With narration by Ben Kingsley, the film stars Christian Slater as Moses, Alfred Molina as Ramses and Elliott Gould as God. It was theatrically released on October 19, 2007 to largely negative reviews. It was also a box office failure, having grossed only $1.1 million against a budget of $10 million, resulting in having the worst opening for an animated movie in history.

==Plot==
The Pharaoh is a nervous man, outnumbered by his Hebrew slaves; he orders them to be worked harder, that doesn't break their spirits, so he has all the newborn male babies thrown into the Nile; Moses' parents, Amram and Jochebed, are desperate to save their baby son, and put him in a basket and send him down the river while his sister, Miram, follows to make sure he's okay. The next morning, the Pharaoh's daughter adopts and raises him as her own, with Jochebed as his nurse growing up. His playmate and uncle is Ramses, the Pharaoh's son. As teens, they wrestle, but Ramses does not like Moses much, and Moses is exiled from town after Moses comes to the aid of a slave being beaten, and the beater is killed. Moses is mistaken for a Hebrew slave based on his appearance. His brother Aaron comes forward, revealing his past and how they are actually brothers-making Moses a Hebrew.

They all grow up, Ramses is now Pharaoh, God speaks to Moses, telling him to get the Hebrews from Egypt into the promised land. Ramses says no, the ten plagues come, and Ramses gives in only when his son is killed (as God's spirit kills all the firstborn Egyptian sons). Moses leads the people from Egypt, ditches Ramses and his army at the parting of the Red Sea, and Moses receives the Ten Commandments and delivers them to the Hebrews. Moses puts Joshua in charge of leading the people the rest of the way.

==Cast==

- Ben Kingsley as the Narrator
- Christian Slater as Moses
- Alfred Molina as Ramses
- Elliott Gould as God
- Scott McNeil as Seti
- Christopher Gaze as Aaron
- Kathleen Barr as Miriam
- Lee Tockar as Dathan
- Matt Hill as Joshua
- Tabitha St. Germain (credited as "Kitanou St. Germain") as the Princess
- Trevor Devall as Amram
- Jane Mortifee as Zipporah
- Brian Dobson as the Task Master
- Garry Chalk as the General
- Nico Ghisi as Ramses' Son
- Colin Murdock as the Elderly Slave

==Box office==
The film opened in 830 theaters in the United States and grossed $478,910 on its opening weekend. Brandon Gray of Box Office Mojo wrote that it and Sarah Landon and the Paranormal Hour had "two of the worst national debuts of all time". The film ended up grossing $952,820 in the United States and $99,087 elsewhere, for a total of $1,051,907.

==Reception==
 Metacritic, which uses a weighted average, assigned the film a score of 25 out of 100, based on 6 critics, indicating "generally unfavorable" reviews.
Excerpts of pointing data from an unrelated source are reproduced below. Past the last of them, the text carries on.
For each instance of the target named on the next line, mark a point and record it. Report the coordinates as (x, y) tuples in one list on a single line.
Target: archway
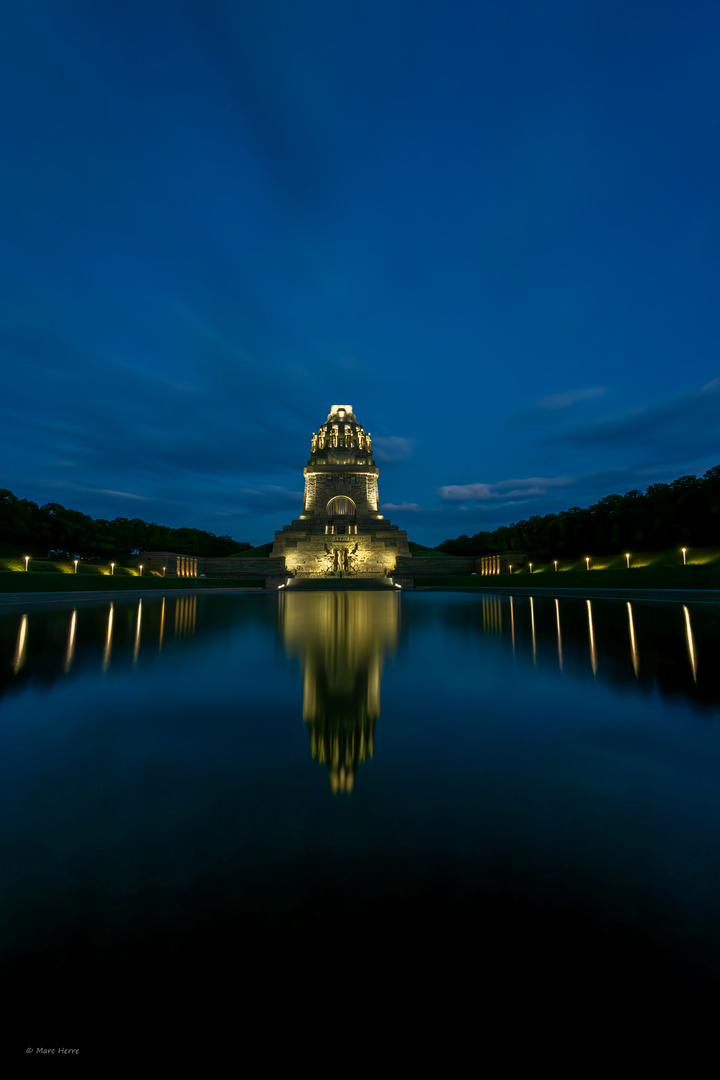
[(341, 514)]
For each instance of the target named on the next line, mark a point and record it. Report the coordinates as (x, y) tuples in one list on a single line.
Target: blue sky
[(492, 228)]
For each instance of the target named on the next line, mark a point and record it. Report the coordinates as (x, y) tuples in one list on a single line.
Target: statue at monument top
[(342, 433)]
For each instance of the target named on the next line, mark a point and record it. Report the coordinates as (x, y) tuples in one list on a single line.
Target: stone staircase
[(340, 584)]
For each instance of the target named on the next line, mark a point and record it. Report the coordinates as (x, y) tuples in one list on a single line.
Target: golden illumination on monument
[(340, 531)]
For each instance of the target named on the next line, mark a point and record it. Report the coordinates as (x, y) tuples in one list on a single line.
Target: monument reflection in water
[(341, 640)]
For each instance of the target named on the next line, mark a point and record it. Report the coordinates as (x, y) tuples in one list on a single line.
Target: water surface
[(206, 779)]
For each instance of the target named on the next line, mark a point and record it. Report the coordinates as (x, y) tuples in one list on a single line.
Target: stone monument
[(340, 531)]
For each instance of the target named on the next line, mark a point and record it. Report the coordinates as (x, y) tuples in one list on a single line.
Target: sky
[(492, 228)]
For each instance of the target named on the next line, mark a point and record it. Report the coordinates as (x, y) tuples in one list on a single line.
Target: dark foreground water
[(524, 791)]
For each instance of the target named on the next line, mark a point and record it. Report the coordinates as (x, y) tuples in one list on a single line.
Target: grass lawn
[(21, 582), (641, 577)]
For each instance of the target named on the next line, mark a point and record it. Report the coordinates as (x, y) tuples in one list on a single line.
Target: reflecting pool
[(207, 780)]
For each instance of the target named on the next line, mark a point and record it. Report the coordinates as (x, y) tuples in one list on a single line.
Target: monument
[(340, 531)]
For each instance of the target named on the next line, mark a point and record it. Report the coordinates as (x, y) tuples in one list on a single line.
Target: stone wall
[(184, 566), (363, 555)]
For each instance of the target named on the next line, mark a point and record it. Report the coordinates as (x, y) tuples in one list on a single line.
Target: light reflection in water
[(532, 624), (186, 609), (634, 648), (69, 652), (492, 620), (594, 656), (136, 648), (108, 640), (341, 640), (691, 644), (18, 659)]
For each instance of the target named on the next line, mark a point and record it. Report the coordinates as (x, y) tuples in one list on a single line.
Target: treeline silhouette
[(54, 530), (685, 511)]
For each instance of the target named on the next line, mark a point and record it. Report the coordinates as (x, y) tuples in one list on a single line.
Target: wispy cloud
[(546, 408), (402, 505), (681, 428), (566, 400), (505, 490), (392, 448)]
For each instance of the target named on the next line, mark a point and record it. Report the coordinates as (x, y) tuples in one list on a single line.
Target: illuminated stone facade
[(341, 531)]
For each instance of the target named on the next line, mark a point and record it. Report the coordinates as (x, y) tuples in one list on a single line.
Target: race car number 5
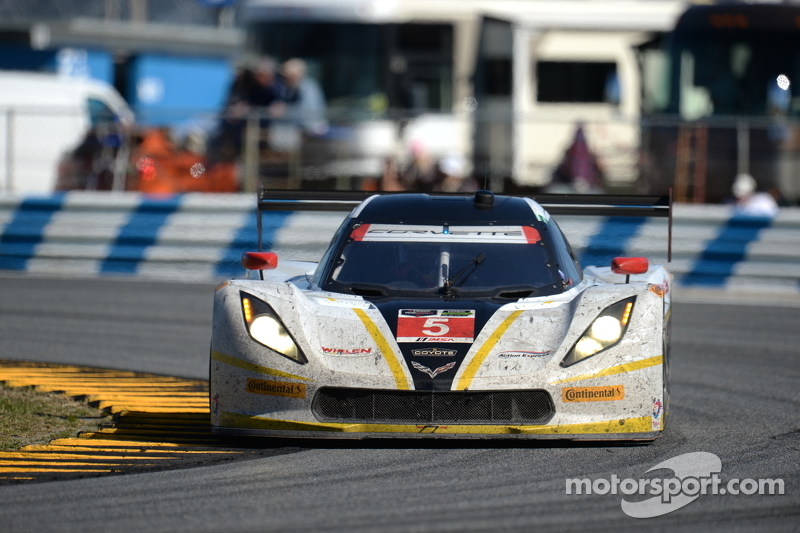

Joe Ledyon of Variety gave a negative review, calling it "a well-intentioned misfire featuring 3-D CGI animation that recalls lesser vidgames[sic] of the mid-1990s".

Keith Phipps of The A.V. Club wrote that it "fails on every conceivable level" and "seems to have been made using public-domain software, and targeted squarely at kids impressed by any brightly colored moving objects".

Roger Moore of the Orlando Sentinel was also critical, writing "a big-name voice cast doesn't cover for a script that may hit the Biblical high points but somehow misses the dramatic heart of the story", and that "the filmmakers certainly could have used a little VeggieTales humor".

Lou Carlozo of the Chicago Tribune was more positive, stating "There's an endearing, earnest quality to The Ten Commandments that transcends its star-studded cast and computer-generated animation".